Winter roads are the lifelines for these isolated settlements providing them with access to storable goods, such as fuel, canned foods and durables. Winter roads also create employment for road construction and maintenance, and facilitate intercommunity travel. Transportation over winter roads is costly on a ton-kilometre basis because of the low vehicle utilization and limited two-way hauling. Additionally, severe weather affects reliability and adds an element of risk in terms of both safety and operational efficiency. In many years, some trucks layover until its safe to go back out on the road the following winter.



Climate Change

  The supply of transportation services to the north has not changed greatly in the past three decades. Some refinements in the winter roads have occurred where sections have been re-routed to land and away from lake crossings. In addition, pre-fabricated wooden bridges have been installed over river crossings to cut the distances and improve the reliability of some winter road routes.

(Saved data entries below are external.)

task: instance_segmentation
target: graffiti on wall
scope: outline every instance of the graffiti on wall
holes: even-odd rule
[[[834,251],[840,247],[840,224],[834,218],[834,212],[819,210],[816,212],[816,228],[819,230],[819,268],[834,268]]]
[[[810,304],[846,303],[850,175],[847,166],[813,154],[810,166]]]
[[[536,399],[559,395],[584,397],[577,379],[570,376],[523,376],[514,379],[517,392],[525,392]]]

On the other hand, the evidence of climate change is creating new concerns about the sustainability of existing transportation means.
The milder winters experienced in Manitoba are cutting the number of days that winter roads can operate in the province. Whereas 50 to 60 days of operation was the norm east of Lake Winnipeg prior to the mid-1990s, less than 30 days utilization is observed in half the years since 1997. Thus far, the problem is less pronounced further north, but the impact of climate change is expected to be greater there because the magnitude of global warming is accentuated in the higher latitudes. Warmer temperatures could make the sealift operations safer and extend their season, but this is of limited value in Manitoba that depends mainly on winter roads.

  The impact a warming trend in temperatures is estimated to have very deleterious effects on the operating season of winter roads. Detailed statistical studies of climate change in the Berrens River region have projected that warmer temperatures will reduce the winter road season by 5 to 14 days over the next 75 years.

Estimates of Winter Road Operations, 2020- 2080

 

  The warming climate trend has caused government planners to reconsider the viability of winter roads. Their response is to begin realigning winter roads over land to reduce their dependence on ice crossing that are no longer reliable or safe. The costs per capita of upgrading and maintaining these road systems is high because of the difficult terrain, including muskeg and multiple stream and river crossings, and the length of road that must be built to service a community of only a few thousand people.

Quality of Life

  Like all technological and economic changes, better transportation has mixed social effects. The loss of wilderness setting and traditional lifestyles could be the outcome of constructing all weather roads. Some First Nations worry that opening access to hunters from the south and cottage developments could affect negatively on traditional trapping areas. At the same time, all-weather roads would reduce the social isolation. Inter-community travel is expensive by air charter, or limited to the period of winter roads. The cost of air travel limits inter-community contact and visiting children who are away at school in the south.

  Hybrid air vehicles could have less detrimental impacts than all weather roads. The communities could continue to enjoy a geographical buffer from the outside, and preserve the virgin forest intact. At the same time, hybrid air vehicle will be combination vehicles that carry passengers as well as cargo. It seems likely that hybrid air vehicle would follow routes that connect communities rather than doing point-to-point deliveries from some larger base to individual locations .

  Patients requiring complex medical services in Manitoba are transported to hospitals in Winnipeg or Thompson. The availability and comfort of this transport depends on the severity of the problem, but air ambulances are too expensive for more than emergency cases. Hybrid air vehicle could provide a much better system of transport for medical treatment. The space available in a hybrid air vehicle could accommodate cots, and it is conceivable that a hybrid air vehicle could be outfitted with a dental unit that could provide care during each circuit.